# Cichlid Salt



## Matt3586515 (Oct 23, 2014)

So, I'm new to cichlids; been keeping tropicals for some time. I was a little curious about all the salts I'm hearing about. I was wondering if someone would be kind enough to break it down for me. Also, are there any salts that you guys are regularly adding to the tank water? (Aquarium salt, epsom salt, ect...)


----------



## deanmbuna (Jul 20, 2014)

I do add salts, based on the pH and hardness of my tap water. Test your water and see if it has a reasonably high pH (say 7.6 or up) and that GH and KH are fairly high (maybe 7 and higher). Mine is ok on pH but low on GH and KH, so I use epsom salts, marine salt, and baking soda. Check out what amounts lead to your desired pH and hardness and then premix with water and Prime and add to your tank.


----------



## Maximus74 (Mar 31, 2014)

What quantity of epsom salts, marine salt, and baking soda you use?
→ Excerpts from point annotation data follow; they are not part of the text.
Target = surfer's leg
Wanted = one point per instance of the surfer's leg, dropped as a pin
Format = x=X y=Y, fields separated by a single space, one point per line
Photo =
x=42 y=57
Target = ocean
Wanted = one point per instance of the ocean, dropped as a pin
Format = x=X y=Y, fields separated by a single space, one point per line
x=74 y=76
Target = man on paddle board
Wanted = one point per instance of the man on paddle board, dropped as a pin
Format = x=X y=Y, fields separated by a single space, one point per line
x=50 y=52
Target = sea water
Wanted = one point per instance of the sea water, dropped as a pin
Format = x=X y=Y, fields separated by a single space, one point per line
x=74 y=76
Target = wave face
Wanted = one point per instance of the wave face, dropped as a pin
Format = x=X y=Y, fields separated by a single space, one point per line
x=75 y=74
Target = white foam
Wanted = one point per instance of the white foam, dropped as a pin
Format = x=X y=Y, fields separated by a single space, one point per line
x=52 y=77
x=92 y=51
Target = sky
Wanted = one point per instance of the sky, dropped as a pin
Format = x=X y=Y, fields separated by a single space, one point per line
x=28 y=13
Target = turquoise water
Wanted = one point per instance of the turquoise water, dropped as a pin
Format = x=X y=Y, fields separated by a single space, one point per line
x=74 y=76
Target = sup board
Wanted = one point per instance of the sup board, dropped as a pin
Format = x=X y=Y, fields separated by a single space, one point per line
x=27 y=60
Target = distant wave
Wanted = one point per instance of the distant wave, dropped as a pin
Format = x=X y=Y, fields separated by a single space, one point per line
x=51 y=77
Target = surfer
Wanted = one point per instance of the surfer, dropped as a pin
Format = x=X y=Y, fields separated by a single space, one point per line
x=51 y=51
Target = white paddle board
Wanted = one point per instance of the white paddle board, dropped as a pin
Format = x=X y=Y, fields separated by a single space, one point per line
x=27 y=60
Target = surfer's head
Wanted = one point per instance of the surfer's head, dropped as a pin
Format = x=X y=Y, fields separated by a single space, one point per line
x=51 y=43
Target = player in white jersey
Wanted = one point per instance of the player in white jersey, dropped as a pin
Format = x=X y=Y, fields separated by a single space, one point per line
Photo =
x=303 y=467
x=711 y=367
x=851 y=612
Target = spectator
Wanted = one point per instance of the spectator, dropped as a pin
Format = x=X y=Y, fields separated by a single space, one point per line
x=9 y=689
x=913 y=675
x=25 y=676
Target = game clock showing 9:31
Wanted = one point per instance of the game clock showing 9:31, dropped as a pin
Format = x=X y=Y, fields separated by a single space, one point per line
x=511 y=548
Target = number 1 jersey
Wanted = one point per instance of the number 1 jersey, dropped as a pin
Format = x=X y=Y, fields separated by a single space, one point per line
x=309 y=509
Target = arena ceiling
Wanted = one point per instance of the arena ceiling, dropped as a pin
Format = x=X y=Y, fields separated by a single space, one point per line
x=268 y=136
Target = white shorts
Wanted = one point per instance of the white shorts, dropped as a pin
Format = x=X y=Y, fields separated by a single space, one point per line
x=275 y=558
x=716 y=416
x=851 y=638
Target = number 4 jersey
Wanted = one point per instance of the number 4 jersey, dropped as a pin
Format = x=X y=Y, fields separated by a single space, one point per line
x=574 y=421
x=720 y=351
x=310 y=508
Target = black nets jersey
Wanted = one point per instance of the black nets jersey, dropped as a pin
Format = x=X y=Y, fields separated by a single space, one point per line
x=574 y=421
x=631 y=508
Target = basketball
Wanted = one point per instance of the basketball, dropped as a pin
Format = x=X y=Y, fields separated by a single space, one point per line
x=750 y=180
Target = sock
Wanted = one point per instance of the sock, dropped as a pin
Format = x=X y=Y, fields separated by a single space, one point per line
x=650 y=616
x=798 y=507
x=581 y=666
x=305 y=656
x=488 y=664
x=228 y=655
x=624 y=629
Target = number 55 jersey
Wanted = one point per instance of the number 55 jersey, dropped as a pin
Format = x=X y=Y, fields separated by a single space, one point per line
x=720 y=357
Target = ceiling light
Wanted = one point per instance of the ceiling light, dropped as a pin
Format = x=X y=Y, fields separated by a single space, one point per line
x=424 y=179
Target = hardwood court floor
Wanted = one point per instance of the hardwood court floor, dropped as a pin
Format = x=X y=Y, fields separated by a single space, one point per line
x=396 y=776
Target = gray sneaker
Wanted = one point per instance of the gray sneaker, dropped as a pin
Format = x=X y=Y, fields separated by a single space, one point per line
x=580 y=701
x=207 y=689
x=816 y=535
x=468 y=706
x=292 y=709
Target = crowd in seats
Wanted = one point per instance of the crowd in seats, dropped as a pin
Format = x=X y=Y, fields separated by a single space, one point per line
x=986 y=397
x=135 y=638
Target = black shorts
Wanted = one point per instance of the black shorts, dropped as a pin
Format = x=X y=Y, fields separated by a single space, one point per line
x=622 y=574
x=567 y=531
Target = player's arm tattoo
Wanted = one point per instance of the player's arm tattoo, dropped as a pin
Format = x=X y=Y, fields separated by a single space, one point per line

For example, when you do a water change and remove 50 gallons of water, what quantity of epsom salts, marine salt, and baking soda you put in the tank?


----------



## joescaper1 (Feb 14, 2013)

Of those three I only use Epsom Salt (I don't need to use the others). I have been using Epsom Salt for 40+ years at 75gm (15 teaspoons) per 50 US gallons. From posts here I think I add a bit more than others, but it has worked well for me. I do make sure I do not add salt in the water used to replace evaporation (salt doesn't evaporate).

Joe


----------



## Chester B (Dec 28, 2012)

Personally I don't add anything, but you may be interested in this buffer recipe.

http://www.cichlid-forum.com/articles/buffer_recipe.php


----------



## DJRansome (Oct 29, 2005)

I don't add anything either, but agree that you should test your pH and KH of your tap water before making a decision.


----------



## Cyphound (Oct 20, 2014)

What are you keeping.


----------



## Chester B (Dec 28, 2012)

Not much, half of my tanks are empty.

I have some odds and sods but as far as breeding groups.

Vics
Paralabidochromis chromogymnos "piebald"
Xystichromis sp. "dayglow"
Pundamilia nyererei "ruti island"

Malawi
Metriaclima cyneusmarginatus
Metriaclima membe deep
Protomelas spilonotus "mara rocks"
Aulonocara "albino firefish" - cheap auction buy that I'm growing out to resell
Aulonocara "OB" - cheap auction buy that I'm growing out to resell
Labidochromis caruleus
Chilotilapila rhoadesii

Tangs
Boulengerochromis microlepis - I wanted to keep these once in my life. In my opinion unsuitable for all but the largest aquaria I'm getting rid of them.
Altolamprologus compressiceps "nangu"

South American
Australaheros sp "red ceibal"

Picking up this weekend:
Australian
Melanotaenia species "Aru II" 
Melanotaenia splendida splendida "Deepwater Creek"


----------



## Cyphound (Oct 20, 2014)

That's funny Chester B but I actually meant the original poster Matt. Thanks for the info though


----------



## Chester B (Dec 28, 2012)

DJRansome said:


> What are you keeping.


Ha ha. I thought you were the OP. :lol: Add another fish to my list - Cynotilapia sp. Hara.


----------



## SaberD (Oct 20, 2014)

I use seachem cichlid lake salt.


----------



## SaberD (Oct 20, 2014)

There is also some good discussion here. viewtopic.php?t=182691 I opt to use the salts because I know for sure that tap water anywhere is not going to have the same minerals contained in the rift lakes, and the point of having an aquarium is to mimic their natural habitat as much as possible.


----------



## DJRansome (Oct 29, 2005)

While it's true tap water won't be identical to the Rift Lakes, if you don't know what's missing, you don't know what to add. The commercial mixes are one size fits all and not tailored to your water. If you don't test you might double up on things that are harmful or wasteful.

Also getting the mix the same every time is important and easier if your water is suitable out of the tap. Consistency is more important than perfection.


----------



## workharddieproud (Nov 7, 2013)

Water ONLY goes in my tank, literally. Besides decor of course


----------